Die sowjetische Regierung beobachtete die Ereignisse in Polen sehr genau, insbesondere das katastrophale Abschneiden der PZPR bei den Wahlen im Juni 1989 wurde besorgt aufgenommen und negative Auswirkungen auf das polnisch-sowjetische Verhältnis durch eine nicht-kommunistische Regierung wurden befürchtet. Diese Sorgen konnte ein Besuch des neuen Premierministers Tadeusz Mazowiecki zerstreuen.

Nach der gescheiterten Parlamentswahl und der Wahl von Tadeusz Mazowiecki zum Ministerpräsidenten fürchtete die PZPR den absoluten Machtverlust. Um diese Befürchtungen zu zerstreuen und mögliche negative Reaktionen zu verhindern, wurden Mitglieder der PZPR in die Regierungsmannschaft aufgenommen (so etwa Czesław Kiszczak als Innenminister).
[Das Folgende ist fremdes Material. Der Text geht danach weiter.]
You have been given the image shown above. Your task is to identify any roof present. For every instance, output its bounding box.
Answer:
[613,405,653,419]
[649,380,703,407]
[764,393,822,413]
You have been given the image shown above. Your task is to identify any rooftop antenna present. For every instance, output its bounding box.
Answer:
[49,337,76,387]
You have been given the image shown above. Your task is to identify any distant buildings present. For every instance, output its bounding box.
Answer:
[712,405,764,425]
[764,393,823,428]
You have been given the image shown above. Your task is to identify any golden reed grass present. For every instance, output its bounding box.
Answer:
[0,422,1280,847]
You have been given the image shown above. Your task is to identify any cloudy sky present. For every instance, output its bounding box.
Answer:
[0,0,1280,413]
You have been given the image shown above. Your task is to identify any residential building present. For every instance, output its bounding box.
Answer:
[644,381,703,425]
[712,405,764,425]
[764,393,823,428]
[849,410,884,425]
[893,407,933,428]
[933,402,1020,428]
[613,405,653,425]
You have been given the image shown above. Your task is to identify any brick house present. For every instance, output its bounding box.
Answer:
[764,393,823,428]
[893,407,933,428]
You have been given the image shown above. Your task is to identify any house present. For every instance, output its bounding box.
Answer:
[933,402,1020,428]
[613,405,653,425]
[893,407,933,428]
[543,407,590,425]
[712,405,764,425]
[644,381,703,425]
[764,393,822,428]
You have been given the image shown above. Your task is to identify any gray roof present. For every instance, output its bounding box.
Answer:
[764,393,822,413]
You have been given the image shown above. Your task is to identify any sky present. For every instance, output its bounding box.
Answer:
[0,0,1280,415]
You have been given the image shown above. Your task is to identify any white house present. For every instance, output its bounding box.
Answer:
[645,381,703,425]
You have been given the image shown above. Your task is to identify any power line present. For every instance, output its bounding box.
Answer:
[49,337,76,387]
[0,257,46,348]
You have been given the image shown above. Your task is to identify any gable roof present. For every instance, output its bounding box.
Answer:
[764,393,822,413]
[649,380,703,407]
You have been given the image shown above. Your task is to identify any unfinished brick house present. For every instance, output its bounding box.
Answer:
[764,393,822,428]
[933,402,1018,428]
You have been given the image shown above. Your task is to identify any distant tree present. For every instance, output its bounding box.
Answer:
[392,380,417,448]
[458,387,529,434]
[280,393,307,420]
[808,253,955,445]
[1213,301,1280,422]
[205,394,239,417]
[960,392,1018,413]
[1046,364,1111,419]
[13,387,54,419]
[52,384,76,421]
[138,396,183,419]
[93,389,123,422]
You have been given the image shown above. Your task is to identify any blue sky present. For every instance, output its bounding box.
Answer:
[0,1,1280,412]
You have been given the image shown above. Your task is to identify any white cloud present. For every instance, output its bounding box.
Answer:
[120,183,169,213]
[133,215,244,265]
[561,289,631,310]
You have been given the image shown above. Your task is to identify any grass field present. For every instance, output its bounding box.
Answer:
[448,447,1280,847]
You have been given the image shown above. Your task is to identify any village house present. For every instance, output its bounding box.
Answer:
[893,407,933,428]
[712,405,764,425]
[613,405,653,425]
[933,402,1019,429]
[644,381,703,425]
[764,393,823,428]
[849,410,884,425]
Die innere Situation in der PZPR verschlechterte sich zusehends, die Erosionsprozesse liefen immer heftiger ab, sodass sich die PZPR Ende Januar 1990 auf dem XI. Parteitag auflöste. Bereits zum Jahresende 1989 war die Verfassung – nach April 1989 – abermals verändert worden, so war unter anderem der Name des Staates wieder in „Republik Polen“ umgeändert und die politische Führungsrolle der PZPR gestrichen worden.

Damit war die kommunistische Herrschaft über Polen auch de iure beendet, die verbliebenen Minister, die aus der PZPR stammten, wurden im Laufe des Jahres 1990 entlassen bzw. traten zurück. Die Amtszeit von Präsident Jaruzelski wurde verkürzt, und Ende 1990 wurden die ersten freien Präsidentenwahlen in Polen abgehalten, aus denen Lech Wałęsa als Sieger hervorging.